The Playable City Project is a global initiative to connect people with their cities and cultures through urban play, using technology to start a social dialogue between citizens about the development of their own city.

The Playable City Network is an expanding global community of cities, which include Tokyo, Oxford, Austin, Seoul, Lagos and Melbourne among others.

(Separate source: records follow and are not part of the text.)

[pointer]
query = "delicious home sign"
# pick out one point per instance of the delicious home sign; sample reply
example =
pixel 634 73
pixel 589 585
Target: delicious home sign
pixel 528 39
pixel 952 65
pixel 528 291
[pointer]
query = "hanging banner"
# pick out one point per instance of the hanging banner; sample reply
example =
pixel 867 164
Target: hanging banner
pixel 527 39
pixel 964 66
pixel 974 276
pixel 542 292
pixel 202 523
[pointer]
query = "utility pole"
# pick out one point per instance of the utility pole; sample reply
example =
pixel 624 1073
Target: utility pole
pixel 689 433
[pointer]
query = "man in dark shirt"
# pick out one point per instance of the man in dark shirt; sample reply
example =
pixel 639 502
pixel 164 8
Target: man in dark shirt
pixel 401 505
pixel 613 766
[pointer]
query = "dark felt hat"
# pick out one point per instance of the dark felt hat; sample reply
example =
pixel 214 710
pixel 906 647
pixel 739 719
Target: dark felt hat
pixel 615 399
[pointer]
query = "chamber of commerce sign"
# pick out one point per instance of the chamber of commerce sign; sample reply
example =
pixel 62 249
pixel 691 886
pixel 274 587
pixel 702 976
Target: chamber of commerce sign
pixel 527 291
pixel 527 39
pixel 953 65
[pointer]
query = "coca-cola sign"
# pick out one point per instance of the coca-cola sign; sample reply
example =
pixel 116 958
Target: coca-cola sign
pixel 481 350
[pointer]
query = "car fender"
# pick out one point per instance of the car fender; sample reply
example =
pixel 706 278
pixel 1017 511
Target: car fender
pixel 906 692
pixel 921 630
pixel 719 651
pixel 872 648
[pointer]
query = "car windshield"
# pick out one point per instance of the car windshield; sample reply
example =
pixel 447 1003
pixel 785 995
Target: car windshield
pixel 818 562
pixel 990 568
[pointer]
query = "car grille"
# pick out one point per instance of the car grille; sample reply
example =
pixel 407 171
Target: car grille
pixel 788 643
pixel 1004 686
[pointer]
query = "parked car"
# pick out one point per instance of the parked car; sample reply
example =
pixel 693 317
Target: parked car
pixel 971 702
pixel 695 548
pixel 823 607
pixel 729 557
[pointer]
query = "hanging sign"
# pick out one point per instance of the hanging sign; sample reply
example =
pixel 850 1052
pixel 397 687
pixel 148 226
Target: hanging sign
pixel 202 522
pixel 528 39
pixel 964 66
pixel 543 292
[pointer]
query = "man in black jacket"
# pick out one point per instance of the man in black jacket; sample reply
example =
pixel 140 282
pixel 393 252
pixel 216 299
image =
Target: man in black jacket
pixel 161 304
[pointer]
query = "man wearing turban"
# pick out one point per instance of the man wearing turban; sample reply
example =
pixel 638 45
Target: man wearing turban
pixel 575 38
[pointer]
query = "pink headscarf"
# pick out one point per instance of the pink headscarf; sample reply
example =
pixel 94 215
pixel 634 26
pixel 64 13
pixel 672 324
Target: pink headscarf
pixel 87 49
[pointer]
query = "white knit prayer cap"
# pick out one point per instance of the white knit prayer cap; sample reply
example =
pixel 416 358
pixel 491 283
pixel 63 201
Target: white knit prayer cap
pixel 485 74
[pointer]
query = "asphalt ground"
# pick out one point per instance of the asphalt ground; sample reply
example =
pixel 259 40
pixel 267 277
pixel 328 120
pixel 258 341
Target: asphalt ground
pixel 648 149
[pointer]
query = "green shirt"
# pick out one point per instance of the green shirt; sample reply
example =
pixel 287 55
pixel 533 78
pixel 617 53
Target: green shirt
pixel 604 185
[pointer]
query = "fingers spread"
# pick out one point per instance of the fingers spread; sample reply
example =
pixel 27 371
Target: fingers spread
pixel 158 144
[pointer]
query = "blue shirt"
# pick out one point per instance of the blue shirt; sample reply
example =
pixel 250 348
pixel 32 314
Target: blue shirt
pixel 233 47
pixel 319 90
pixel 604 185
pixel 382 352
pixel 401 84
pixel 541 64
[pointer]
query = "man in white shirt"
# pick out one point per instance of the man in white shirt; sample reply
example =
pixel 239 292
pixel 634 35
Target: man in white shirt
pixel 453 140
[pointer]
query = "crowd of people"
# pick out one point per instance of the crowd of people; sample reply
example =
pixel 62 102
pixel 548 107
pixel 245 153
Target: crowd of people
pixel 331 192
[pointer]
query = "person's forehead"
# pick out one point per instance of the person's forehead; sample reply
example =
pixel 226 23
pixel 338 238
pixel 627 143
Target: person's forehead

Melbourne’s first playable city meeting took place recently as part of the Melbourne International Games Week, with the city playing host to designers, urban planners and artists from around the world.

Welcoming the global urban play community to the city, RMIT Vice-Chancellor’s senior research fellow Dr Troy Innocent observed that the playable city approach to civic engagement can improve public spaces and infrastructure and connect people to their cities and each other.

“Playable cities draw on an eclectic mix of play, creative technologies, public art and urban design and we’re really looking forward to exploring how Melbourne can be reimagined through multidisciplinary collaboration,” says Innocent. 

RMIT researchers including N’arweet Carolyn Briggs produced TIMeR, a narrated audiowalk that reveals RMIT’s hidden Indigenous history, and invites listeners to reimagine RMIT's City campus. Users are prompted to scan geometric tags around the campus to hear stories that reveal alternate cartographies of the landscape, allowing them to reimagine familiar sites.

Innocent says this combination of ancient knowledge and new technology was already expanding the ways in which playable cities connected people and place.

“Melbourne is an incredible city, full of exciting possibilities, a thriving creative sector and a growing multicultural population with an appetite for new exciting creative technology ideas," adds Hilary O'Shaughnessy from UK-based digital creativity centre, Watershed. 

“These are the perfect ingredients for a Playable City. We know Melbourne is liveable, now let’s make it playable."

As part of the Melbourne International Games Week, a demo of 64 Ways of Being was presented to provide the first Playable City Melbourne experience. Combining live art, augmented reality and gaming technology, the free mobile app transforms Melbourne into a giant playable city, allowing players to explore, experience and connect with the city at 64 locations.

64 Ways of Being is a collaboration between Innocent, live arts group 'one step at a time like this', and game developer Millipede working with Watershed.